Get to know Mike

Data service team-lead


Mike image



1. Tell us a bit about yourself

I'm a data engineer and team lead at Three Rocks, working with SQL Server, Azure cloud services, and Python to build data pipelines that connect various systems. Outside work, rock climbing is my passion, but I also enjoy cooking and spending time with my 13month old daughter.

2. What does a typical day look like for you?

Mornings usually involve meetings and checking overnight ETL processes and addressing any pipeline issues. The rest of the day splits between developing new integrations, optimizing SQL queries, troubleshooting technical challenges, and collaborating with the team on data solutions.

3. What’s one lesson from studying that has really stayed with you?

Break complex problems into smaller, manageable pieces. It's easier to solve ten small problems than one massive one.

4. What’s the most challenging part of being a data engineer that people might not expect?

The detective work, when data doesn't match expectations, you're tracing through multiple systems, servers, and business logic to find where things diverged. It's less about writing code and more about systematic problem-solving.

5. What’s one of your favourite projects you’ve worked on?

Building comprehensive API integration frameworks that automatically handle errors, send notifications, and process data across multiple platforms. Seeing a complex workflow run smoothly end-to-end is satisfying.

6. If you could swap jobs with anyone on the team for a day, who would it be?
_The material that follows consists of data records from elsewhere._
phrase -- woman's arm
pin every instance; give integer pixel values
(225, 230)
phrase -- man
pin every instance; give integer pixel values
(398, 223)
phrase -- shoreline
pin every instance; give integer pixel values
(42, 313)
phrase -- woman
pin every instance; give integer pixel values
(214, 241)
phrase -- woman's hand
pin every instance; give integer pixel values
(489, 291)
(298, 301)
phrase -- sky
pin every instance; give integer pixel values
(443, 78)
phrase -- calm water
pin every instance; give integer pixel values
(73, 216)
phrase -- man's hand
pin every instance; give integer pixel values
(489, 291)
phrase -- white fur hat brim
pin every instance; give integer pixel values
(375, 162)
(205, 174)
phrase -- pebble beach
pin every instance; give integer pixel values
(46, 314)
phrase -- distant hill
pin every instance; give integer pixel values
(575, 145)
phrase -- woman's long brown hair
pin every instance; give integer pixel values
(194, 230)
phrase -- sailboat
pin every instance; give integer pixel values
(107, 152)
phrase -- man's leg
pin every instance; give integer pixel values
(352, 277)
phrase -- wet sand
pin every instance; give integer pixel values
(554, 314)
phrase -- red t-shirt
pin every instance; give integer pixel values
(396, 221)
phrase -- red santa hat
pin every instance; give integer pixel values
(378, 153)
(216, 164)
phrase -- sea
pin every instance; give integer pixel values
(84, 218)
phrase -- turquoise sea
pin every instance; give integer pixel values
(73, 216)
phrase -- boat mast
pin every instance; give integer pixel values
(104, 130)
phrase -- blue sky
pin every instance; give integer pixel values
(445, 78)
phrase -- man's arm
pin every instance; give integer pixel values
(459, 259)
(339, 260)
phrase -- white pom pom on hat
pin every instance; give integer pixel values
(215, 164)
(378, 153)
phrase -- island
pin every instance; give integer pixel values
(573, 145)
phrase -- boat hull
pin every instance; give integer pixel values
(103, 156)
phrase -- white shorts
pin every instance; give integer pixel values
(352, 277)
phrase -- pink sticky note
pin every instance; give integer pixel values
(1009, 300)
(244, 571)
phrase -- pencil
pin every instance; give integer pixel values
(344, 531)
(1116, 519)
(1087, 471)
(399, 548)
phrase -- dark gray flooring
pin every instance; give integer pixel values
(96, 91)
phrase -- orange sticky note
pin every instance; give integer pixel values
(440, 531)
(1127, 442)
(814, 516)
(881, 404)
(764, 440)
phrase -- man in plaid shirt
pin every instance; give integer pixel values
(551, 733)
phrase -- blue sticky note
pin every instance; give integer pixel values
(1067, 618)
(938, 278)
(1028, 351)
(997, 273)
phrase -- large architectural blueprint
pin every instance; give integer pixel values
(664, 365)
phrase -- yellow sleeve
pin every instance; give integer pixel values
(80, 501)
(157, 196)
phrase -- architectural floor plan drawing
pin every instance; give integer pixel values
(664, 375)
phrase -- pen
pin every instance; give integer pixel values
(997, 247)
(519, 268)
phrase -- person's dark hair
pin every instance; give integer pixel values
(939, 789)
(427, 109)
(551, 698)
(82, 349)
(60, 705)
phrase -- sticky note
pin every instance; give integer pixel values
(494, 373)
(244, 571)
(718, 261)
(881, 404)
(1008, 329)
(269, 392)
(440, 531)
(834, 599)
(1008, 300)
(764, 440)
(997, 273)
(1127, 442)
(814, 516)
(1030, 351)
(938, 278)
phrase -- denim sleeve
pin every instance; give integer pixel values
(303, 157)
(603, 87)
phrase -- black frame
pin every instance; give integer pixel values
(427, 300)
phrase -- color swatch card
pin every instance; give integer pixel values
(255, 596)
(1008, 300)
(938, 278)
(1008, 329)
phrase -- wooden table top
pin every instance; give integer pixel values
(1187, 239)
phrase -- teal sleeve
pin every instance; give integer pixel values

Kate in finance – I just know there is a lot of spreadsheets that would be interesting to automate.

7. What’s the best piece of advice you’ve ever been given?

Don’t let perfect be the enemy of good.

8. What job in your career taught you the most?

All the roles I have worked in have taught me a lot – my current role has probably expanded my technical skills the most – but some of my earlier roles really highlighted the importance of how to work with people which is a skill often overlooked / underestimated.

9. What failure or hard lesson changed the way you work?

Learning that over-engineering solutions upfront usually creates more problems than it solves. Now I build for the requirements I have, not the ones I imagine might come later.

10. What advice would you give yourself ten years ago?

Take the time to understand what the client needs before developing a solution that must be changed later.

11. What word or phrase do you overuse at work?

"It depends" – There usually isn’t a clear answer for anything.